Behutsam legt René Krüger (44) ein neugeborenes Lamm ans Euter des Muttertieres. Es ist früher Nachmittag. Der Schäfer ist in diesen Wochen nachmittags um zwei genauso bei seinen Schafen wie nachts um zwei und morgens um neun Uhr. Noch bis März herrscht Hochbetrieb in der Schäferei in Wersabe bei Bremen am Weserdeich. Erst die Hälfte der rund 850 Tiere, überwiegend Deutsches Schwarzköpfiges Fleischschaf, aber auch Texel und Suffolks, hat gelammt.
Über 30 Schafe gerissen
„Die Lammzeit macht Spaß“, kommentiert Krüger seinen Dauereinsatz grinsend. Dann wird er ernst. Er denkt ans Frühjahr, wenn die Schafe wieder am Deich sind. Und an den Wolf. Vor gut einem Jahr attackierten nachweislich Wölfe zweimal in nur zwei Wochen die Herde und rissen insgesamt 36 Tiere. „Es war grausam, überall tote und verletzte Schafe, die ich teils mit der Flasche aufgezogen hatte“, berichtet der Schäfer.

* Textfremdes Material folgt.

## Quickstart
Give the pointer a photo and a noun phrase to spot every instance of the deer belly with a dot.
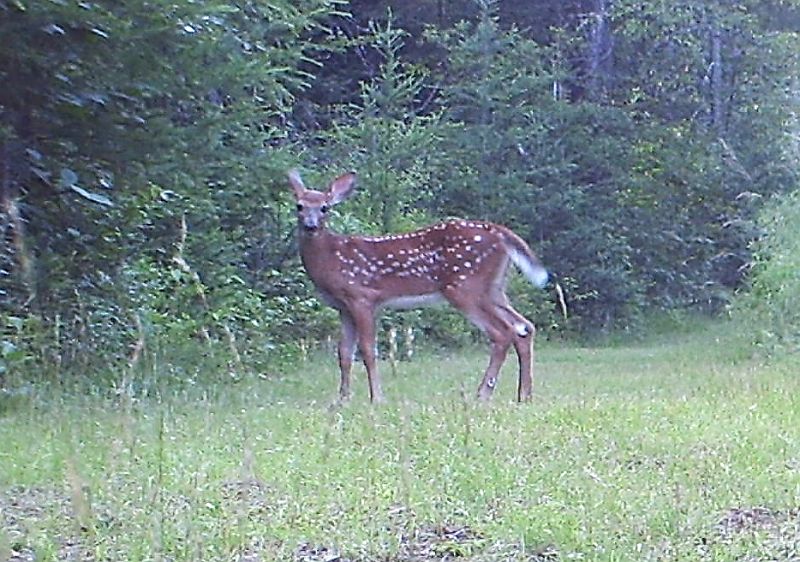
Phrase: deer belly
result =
(414, 301)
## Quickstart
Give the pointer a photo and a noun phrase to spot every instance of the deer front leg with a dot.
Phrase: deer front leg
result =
(498, 356)
(347, 350)
(524, 333)
(365, 328)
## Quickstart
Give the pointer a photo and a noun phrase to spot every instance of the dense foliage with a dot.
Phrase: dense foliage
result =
(143, 150)
(770, 309)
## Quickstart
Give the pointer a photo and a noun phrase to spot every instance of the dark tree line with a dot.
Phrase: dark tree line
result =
(144, 145)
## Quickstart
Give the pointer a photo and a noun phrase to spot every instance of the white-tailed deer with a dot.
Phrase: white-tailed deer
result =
(462, 262)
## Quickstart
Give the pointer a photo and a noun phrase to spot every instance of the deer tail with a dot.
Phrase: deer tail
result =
(524, 258)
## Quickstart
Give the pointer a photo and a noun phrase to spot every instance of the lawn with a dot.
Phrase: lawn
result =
(679, 447)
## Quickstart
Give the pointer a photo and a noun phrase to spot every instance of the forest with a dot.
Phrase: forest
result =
(647, 151)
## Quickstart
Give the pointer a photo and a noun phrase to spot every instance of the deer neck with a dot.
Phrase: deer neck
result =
(315, 247)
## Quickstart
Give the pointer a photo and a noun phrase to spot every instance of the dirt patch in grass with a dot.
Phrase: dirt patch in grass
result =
(762, 533)
(440, 543)
(23, 511)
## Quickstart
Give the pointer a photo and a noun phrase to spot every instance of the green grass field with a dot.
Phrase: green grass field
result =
(676, 448)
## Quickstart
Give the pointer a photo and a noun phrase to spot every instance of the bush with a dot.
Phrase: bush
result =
(771, 307)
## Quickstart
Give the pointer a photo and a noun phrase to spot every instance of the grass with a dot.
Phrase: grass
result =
(675, 448)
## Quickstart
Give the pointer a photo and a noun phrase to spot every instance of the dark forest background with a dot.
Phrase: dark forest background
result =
(144, 147)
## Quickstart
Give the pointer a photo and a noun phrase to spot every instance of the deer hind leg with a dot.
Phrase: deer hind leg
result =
(347, 350)
(485, 315)
(365, 332)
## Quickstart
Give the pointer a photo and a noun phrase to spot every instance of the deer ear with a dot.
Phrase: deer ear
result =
(341, 188)
(297, 183)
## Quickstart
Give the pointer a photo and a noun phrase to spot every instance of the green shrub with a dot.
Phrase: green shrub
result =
(770, 310)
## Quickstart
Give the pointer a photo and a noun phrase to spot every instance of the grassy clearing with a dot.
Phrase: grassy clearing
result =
(673, 449)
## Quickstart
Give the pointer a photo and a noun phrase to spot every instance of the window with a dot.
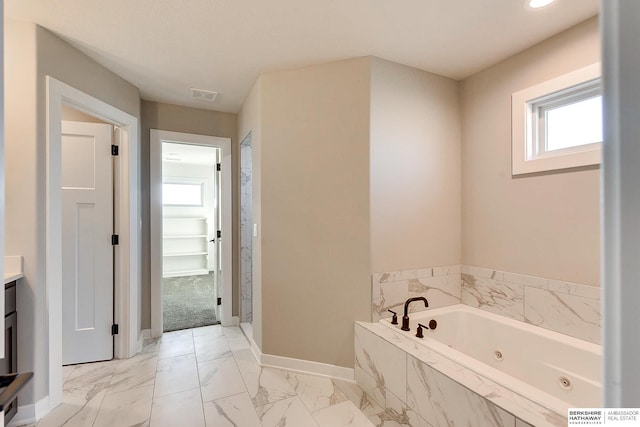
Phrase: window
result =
(182, 194)
(558, 124)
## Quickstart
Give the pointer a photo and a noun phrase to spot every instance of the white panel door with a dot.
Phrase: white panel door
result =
(217, 252)
(87, 254)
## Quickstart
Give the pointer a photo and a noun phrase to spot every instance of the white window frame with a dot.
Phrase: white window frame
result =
(528, 151)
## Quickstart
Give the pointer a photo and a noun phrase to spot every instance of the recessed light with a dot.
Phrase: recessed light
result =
(536, 4)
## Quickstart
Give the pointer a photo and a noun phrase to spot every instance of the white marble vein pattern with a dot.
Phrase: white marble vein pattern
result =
(315, 392)
(264, 384)
(178, 409)
(151, 345)
(135, 372)
(443, 402)
(210, 347)
(127, 408)
(176, 343)
(586, 291)
(232, 411)
(176, 374)
(502, 298)
(289, 412)
(79, 407)
(382, 361)
(370, 386)
(440, 290)
(121, 392)
(219, 378)
(399, 413)
(87, 374)
(211, 330)
(362, 400)
(568, 314)
(344, 414)
(481, 385)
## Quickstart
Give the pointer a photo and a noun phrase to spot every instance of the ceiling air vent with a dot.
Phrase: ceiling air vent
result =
(203, 95)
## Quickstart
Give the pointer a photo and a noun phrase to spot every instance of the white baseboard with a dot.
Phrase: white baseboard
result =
(29, 414)
(144, 334)
(298, 365)
(247, 329)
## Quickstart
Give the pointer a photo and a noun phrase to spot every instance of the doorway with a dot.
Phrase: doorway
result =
(190, 229)
(126, 217)
(199, 242)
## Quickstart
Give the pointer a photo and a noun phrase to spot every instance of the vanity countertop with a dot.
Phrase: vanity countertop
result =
(13, 268)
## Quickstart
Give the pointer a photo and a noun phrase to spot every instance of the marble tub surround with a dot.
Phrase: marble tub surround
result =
(569, 308)
(440, 285)
(419, 387)
(205, 377)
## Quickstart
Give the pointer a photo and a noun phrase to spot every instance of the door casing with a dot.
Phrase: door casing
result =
(155, 181)
(127, 218)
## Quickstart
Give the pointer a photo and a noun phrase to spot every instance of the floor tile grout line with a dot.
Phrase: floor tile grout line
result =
(204, 416)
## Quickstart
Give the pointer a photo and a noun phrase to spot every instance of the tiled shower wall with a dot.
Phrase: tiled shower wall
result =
(569, 308)
(246, 231)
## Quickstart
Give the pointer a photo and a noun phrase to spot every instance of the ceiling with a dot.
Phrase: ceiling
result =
(167, 47)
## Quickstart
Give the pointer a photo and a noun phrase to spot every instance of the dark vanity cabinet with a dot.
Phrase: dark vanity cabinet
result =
(10, 362)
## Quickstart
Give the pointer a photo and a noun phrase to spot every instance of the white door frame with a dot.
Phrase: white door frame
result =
(155, 182)
(127, 218)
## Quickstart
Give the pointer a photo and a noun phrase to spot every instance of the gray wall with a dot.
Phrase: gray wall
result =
(31, 54)
(187, 120)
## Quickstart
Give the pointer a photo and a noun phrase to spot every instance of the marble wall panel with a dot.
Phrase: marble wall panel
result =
(568, 308)
(440, 285)
(443, 402)
(246, 232)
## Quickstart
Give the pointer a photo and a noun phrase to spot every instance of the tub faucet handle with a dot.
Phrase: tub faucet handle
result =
(405, 318)
(394, 319)
(419, 330)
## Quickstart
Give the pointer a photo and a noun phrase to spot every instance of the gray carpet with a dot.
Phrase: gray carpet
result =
(188, 302)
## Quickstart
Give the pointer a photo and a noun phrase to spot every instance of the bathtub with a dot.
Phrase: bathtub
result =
(553, 370)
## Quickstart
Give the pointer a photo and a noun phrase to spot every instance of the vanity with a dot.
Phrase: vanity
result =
(10, 381)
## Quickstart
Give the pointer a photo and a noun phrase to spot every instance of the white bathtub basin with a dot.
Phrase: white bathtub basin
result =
(554, 370)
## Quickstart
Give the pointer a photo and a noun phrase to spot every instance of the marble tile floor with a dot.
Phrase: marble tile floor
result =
(205, 377)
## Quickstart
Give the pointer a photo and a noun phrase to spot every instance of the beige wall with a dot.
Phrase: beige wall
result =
(315, 210)
(31, 53)
(545, 225)
(73, 115)
(250, 121)
(187, 120)
(415, 168)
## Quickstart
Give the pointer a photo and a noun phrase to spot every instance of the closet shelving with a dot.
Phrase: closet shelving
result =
(184, 246)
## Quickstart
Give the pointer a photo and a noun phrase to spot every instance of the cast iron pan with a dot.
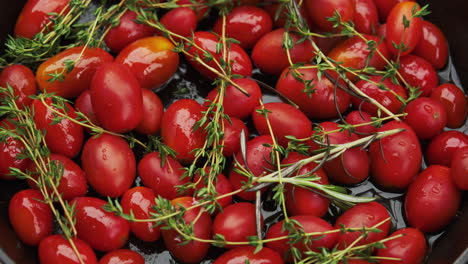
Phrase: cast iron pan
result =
(450, 247)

Da nützte wohl der „Megazaun am Weserdeich“ wenig. Gemeint ist das Pilotprojekt des Landes Niedersachsen. Mit 375.000 € förderte es 2021 den Aufbau mobiler und fester Zäune im Bereich des Deichverbands Osterstader Marsch. Am Innendeich wurden auf einer Länge von mehr als 18 km feste Zäune aufgestellt. Am Außendeich arbeitet Krüger in seinem Abschnitt auf 15 km mit Stecksystemen. Die Zäune sind 1,20 bis 1,60 m hoch. Weil die Wölfe es jedoch gleich zweimal schafften, die Zäune zu überwinden bzw. zu untergraben, sagt Krüger, verlasse er sich nicht mehr nur auf die Zäune, um die Schafe vor dem Wolf zu schützen.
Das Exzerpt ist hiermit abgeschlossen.